- Location: Tanzania, Dar es Salaam Region, Kigamboni District
- Nearest city: Dar es Salaam
- Coordinates: 6°48′0″S 39°20′04″E﻿ / ﻿6.80000°S 39.33444°E
- Area: 7.8 km^{2} (3.0 sq mi)
- Established: March 2007
- Governing body: Marine Parks & Reserves Authority (Tanzania)
- Website: DMRS

= Makatumbi Islands =

Protected archipelago in the Sea of Zanj off the coast of Tanzania

Makatumbi Islands or Makatumbe Islands (Visiwa Vya Makatumbi in Swahili) is an archipelago of two protected, uninhabited islands in the Sea of Zanj off the coast of Tanzania. The archipelago consists of the inner and outer Makatumbi Islands and is protected by the IUCN category II designation Dar es Salaam Marine Reserve (DMRS).

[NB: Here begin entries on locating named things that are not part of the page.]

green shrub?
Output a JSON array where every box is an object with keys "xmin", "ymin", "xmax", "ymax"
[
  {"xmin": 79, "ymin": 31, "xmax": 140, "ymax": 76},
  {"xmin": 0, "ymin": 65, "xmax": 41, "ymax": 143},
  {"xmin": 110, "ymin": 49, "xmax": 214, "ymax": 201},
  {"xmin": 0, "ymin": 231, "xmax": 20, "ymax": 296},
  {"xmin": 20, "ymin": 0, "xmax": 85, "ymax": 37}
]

The islands, located in the Kigamboni District of the Dar es Salaam Region, have a combined area of 7.8 km2. To the south is Kimbubu Island, and to the north is the mouth of Dar es Salaam harbor. The island is under threat from marine pollution; elevated cadmium readings were found east of Makatumbe Island near the entrance to the Dar es Salaam harbour.